A repurposed hemofiltration machine is saving the lives of many neonates with severe kidney problems. Designed by a physician at Children's of Alabama, this adapted technology has led to higher survival rates and fewer complications for these small patients.
"Prior to 2014, it was challenging to perform dialysis in small children using machines designed for adults because we needed to use large vascular catheters and the amount of blood outside the body made up a large portion of their total blood volume. For these reasons, the rates of patient complications and technical challenges were high so we rarely dialyzed infants in need," says David Askenazi, MD, MSPH, director of the Pediatric and Infant Center for Acute Care Nephrology at Children's of Alabama. "We had the idea to adapt the Aquadex FlexFlow® System, a machine with much smaller blood circuit using external infusion pumps and Y-connectors. The repurposed machine now allows us to do what is necessary to maintain normal electrolytes, to clear waste products, and to remove excess fluid with fewer complications. In essence, it allows us to do the job of the kidneys for these babies without them even knowing that it's happening."
When using the adult machine in the past, the procedure was complex and resulted in a lot of alarms and complications. Now, Askenazi can trust that the machine is going to provide therapy without complications. "By showing that the complication rates are as low as pediatric and adult patients, our ICU physician colleagues are reaching out to us sooner. The number of babies with kidney failure that we support has increased exponentially," he says.
Children's of Alabama was the first program to use this approach, and Askenazi and his colleagues have helped five other programs throughout the country to use the Aquadex for their tiny patients. Today, Children's of Alabama has six Aquadex machines, and babies in the NICU spent more than 1,100 days on dialysis in 2018 compared to just 30 days in 2013.
"In our hands, 97 percent of the therapy initiations occur without any hemodynamic changes. That shows that we get even tiny and/or sick babies on the machine safely," Askenazi says. "That reduction in patient complications has changed our collective approach to dialysis in infants.
"We are dedicated to continued improvement. It is an iterative process, and we have made modifications to our processes and procedures for the needs of our patients. We are working with the Aquadex company to help them as they consider their next steps. We hope they can incorporate additional features in the design of future machines to allow us do our jobs even better."
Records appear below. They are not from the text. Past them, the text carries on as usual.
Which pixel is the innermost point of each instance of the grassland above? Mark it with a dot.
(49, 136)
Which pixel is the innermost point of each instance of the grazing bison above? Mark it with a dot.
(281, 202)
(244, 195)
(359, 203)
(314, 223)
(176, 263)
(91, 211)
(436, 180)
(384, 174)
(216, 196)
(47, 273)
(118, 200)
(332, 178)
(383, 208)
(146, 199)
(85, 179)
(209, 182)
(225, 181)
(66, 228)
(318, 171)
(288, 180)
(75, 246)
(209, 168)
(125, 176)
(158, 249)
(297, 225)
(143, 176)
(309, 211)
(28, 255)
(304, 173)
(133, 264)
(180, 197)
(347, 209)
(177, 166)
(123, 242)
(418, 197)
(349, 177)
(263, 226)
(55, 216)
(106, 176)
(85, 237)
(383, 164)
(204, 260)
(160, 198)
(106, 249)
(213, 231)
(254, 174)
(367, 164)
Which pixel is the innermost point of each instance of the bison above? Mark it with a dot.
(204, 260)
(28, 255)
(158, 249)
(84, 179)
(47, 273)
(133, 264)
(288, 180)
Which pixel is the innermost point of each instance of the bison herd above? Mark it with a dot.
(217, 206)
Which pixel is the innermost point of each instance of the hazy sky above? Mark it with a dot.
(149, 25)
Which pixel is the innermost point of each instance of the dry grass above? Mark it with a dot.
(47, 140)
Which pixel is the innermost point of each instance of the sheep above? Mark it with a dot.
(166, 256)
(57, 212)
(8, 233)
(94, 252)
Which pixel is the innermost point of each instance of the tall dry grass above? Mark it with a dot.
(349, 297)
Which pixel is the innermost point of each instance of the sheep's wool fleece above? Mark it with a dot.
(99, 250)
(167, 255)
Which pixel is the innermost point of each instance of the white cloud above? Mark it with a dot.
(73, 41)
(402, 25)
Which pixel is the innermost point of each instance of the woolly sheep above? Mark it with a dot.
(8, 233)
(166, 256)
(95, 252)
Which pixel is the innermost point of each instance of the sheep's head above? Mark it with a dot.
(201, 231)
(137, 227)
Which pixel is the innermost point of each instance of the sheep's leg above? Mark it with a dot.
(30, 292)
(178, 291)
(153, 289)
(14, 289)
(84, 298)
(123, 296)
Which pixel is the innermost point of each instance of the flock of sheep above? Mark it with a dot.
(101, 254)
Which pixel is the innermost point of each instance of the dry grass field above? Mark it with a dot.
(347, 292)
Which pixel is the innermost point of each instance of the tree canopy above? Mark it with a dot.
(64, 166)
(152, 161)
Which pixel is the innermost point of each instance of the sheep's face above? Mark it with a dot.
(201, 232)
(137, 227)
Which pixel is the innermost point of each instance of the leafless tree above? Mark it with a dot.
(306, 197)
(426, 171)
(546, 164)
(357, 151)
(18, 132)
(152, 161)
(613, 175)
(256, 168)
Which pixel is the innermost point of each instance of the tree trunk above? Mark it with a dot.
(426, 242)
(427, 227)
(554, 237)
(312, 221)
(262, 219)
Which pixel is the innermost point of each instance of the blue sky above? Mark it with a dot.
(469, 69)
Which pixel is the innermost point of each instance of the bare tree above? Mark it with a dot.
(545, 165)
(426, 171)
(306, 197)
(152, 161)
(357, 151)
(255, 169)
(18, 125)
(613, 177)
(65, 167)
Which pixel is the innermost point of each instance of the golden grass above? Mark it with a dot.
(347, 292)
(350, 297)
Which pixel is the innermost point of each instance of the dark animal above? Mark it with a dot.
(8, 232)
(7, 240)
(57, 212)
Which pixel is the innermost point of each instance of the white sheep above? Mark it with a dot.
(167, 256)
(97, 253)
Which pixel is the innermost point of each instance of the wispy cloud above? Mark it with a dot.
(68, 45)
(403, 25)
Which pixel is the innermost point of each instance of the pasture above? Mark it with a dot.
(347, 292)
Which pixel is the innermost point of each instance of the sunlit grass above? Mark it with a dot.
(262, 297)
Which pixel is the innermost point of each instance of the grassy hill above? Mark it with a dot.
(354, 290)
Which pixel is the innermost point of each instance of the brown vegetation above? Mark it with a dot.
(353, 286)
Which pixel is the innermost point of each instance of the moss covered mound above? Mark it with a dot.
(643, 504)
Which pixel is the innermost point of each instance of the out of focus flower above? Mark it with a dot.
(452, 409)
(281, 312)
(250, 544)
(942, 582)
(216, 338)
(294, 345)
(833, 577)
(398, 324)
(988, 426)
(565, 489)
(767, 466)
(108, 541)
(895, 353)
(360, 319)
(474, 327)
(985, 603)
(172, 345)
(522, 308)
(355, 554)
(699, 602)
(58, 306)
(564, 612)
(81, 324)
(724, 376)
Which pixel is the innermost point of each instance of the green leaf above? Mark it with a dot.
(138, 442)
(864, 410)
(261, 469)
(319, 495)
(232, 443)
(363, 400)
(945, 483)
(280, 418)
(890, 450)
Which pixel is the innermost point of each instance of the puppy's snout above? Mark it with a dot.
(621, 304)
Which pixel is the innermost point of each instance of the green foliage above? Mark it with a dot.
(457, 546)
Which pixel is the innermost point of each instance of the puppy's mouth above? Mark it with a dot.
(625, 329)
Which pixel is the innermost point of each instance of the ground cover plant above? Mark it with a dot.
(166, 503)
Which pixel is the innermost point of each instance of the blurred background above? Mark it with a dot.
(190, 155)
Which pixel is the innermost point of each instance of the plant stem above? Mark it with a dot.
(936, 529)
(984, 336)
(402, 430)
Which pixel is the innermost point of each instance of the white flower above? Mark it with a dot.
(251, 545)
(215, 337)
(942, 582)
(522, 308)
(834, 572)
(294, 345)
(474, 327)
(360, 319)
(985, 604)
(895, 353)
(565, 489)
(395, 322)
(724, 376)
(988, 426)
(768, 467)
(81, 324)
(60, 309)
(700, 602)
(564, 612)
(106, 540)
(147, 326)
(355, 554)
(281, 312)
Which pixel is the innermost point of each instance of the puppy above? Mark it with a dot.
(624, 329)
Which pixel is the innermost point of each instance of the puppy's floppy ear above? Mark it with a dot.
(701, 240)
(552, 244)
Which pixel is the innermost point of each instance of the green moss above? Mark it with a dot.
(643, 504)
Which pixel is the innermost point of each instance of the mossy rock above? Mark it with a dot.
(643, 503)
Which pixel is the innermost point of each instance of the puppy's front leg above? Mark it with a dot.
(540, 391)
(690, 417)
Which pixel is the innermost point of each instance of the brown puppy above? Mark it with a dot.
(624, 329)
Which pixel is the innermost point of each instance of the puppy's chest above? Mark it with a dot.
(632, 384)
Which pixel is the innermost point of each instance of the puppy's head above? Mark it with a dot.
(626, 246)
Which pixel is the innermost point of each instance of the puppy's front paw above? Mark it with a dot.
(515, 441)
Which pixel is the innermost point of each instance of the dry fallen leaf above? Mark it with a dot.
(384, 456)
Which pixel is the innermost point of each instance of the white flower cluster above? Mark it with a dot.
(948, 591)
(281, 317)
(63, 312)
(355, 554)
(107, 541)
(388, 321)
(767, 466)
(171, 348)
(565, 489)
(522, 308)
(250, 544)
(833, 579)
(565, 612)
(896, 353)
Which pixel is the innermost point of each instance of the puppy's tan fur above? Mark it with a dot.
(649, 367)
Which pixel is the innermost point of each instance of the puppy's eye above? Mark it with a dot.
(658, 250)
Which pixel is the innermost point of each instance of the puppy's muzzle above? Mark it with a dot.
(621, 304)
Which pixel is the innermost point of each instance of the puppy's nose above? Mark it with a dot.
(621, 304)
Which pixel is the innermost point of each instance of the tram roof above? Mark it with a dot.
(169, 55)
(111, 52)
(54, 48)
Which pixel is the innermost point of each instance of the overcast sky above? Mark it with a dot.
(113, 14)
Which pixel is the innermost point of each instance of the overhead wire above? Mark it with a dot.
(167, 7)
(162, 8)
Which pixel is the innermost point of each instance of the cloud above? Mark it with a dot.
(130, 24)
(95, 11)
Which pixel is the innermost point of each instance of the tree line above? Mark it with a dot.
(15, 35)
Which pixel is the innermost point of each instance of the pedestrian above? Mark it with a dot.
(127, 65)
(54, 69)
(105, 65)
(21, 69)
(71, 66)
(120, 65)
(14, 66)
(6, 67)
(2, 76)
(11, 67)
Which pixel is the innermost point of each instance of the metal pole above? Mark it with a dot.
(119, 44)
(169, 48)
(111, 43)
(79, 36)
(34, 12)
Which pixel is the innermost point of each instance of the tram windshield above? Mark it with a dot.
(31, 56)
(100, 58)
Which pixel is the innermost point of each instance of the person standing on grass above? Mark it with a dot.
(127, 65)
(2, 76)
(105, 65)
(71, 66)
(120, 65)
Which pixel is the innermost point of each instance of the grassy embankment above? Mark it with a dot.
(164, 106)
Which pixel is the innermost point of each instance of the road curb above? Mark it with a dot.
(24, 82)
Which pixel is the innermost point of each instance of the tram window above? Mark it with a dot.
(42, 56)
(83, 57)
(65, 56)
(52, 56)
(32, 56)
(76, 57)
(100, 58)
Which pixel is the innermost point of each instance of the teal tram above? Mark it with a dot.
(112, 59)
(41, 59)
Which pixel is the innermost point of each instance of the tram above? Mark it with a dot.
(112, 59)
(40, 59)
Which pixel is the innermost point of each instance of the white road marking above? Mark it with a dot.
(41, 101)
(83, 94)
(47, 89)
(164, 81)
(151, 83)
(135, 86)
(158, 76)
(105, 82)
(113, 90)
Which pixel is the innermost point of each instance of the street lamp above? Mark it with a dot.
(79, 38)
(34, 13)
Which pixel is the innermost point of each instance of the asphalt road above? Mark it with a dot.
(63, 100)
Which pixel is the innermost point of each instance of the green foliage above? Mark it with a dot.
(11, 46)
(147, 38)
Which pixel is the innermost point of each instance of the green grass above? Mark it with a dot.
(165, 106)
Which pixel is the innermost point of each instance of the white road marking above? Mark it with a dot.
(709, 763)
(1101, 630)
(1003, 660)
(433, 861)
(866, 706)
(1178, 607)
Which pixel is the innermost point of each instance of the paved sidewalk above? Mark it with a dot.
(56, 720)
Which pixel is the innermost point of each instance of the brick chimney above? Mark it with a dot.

Askenazi and his team published results of their first 12 patients in the Pediatric Nephrology journal in 2016. Since then, they have treated more than 90 patients, the smallest just two pounds, seven ounces. They recently published their experience at Children's of Alabama and two other centers in the Clinical Journal of the American Society of Nephrology. They also have taught nephrologists from children's hospitals around the country to use the Aquadex, which has saved many lives. As a result, the machine's manufacturer is pursuing a pediatric indication for Aquadex, something that will be important for these tiny patients.
"It is important to recognize that this program to save babies lives is not just one person or one physician group. Our success is built on partnerships between multiple units and groups in our program. These babies are in contact with neonatologists, nephrologists, surgeons, nurses, nurse practitioners, nutritionists, administration and many others," Askenazi says. "It takes a lot of time and energy to build this program and care for these tiny patients, but it is rewarding for us to give these babies the best chance to live."